Mieux soutenir l’impulsion

Alors comment comprendre ces différences de traitement? «Le but premier de la HES-SO, c’est l’enseignement, contrairement à l’EPFL où la recherche occupe 80% du temps des professeurs», résume Marc-André Berclaz, directeur opérationnel de l’antenne EPFL Valais. Cette différence de philosophie se répercute sur la répartition des budgets.

«Le meilleur moyen pour le canton de soutenir l’innovation et les projets de collaboration serait d’allouer un montant supplémentaire qui ferait office d’impulsion pour les projets de collaboration.»
François Seppey, directeur de la HES-SO Valais

La situation peut certes froisser l’ego des chercheurs, mais elle génère des biais plus gênants. Dans des efforts de collaboration avec Friedhelm Hummel de l’EPFL, Henning Müller a dû mettre certains projets entre parenthèses, car «je ne peux pas mettre mon équipe sur un nouveau projet sans avoir trouvé de financement, contrairement à lui. Ici, le mode de financement des HES est en cause». Les synergies scientifiques, factuellement pertinentes pour la constitution d’une chaîne de valeurs, ne seraient-elles pas suffisantes? «C’est un des freins concrets que l’on peut avoir au développement des collaborations. Le meilleur moyen pour le canton de soutenir l’innovation et les projets de collaboration serait d’allouer un montant supplémentaire qui ferait office d’impulsion pour les projets de collaboration», soutient François Seppey, directeur de la HES-SO Valais. Cette idée, partagée par de nombreux professeurs, Christophe Darbellay la connaît bien, mais «aucune décision n’a été prise pour l’instant. Cette discussion sera reprise une fois le Campus opérationnel».
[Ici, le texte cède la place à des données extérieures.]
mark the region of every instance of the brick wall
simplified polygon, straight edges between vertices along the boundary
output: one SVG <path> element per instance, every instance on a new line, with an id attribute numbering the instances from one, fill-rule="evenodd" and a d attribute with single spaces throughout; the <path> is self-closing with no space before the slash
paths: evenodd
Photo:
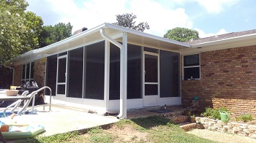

Toujours plus pointu, le savoir scientifique doit pouvoir se dérouler par étapes, des interrogations les plus abstraites jusqu’aux applications réelles sur le marché. Développer des centres de compétences est une stratégie qui fonctionne. La Silicon Valley en est l’exemple le plus criant, mais Boston et la e-santé ou, plus proche de chez nous, Zug et les cryptomonnaies ont su également s’illustrer par des politiques similaires. Toutes proportions gardées, le Valais bénéficie d’un terreau favorable au développement de plusieurs hubs technologiques par ses qualités climatiques et géomorphologiques, ses réseaux de compétences et ses spécialisations scientifiques. Reste à assurer, sur le long terme, la solidité de cette chaîne et de ses éléments les plus fragiles.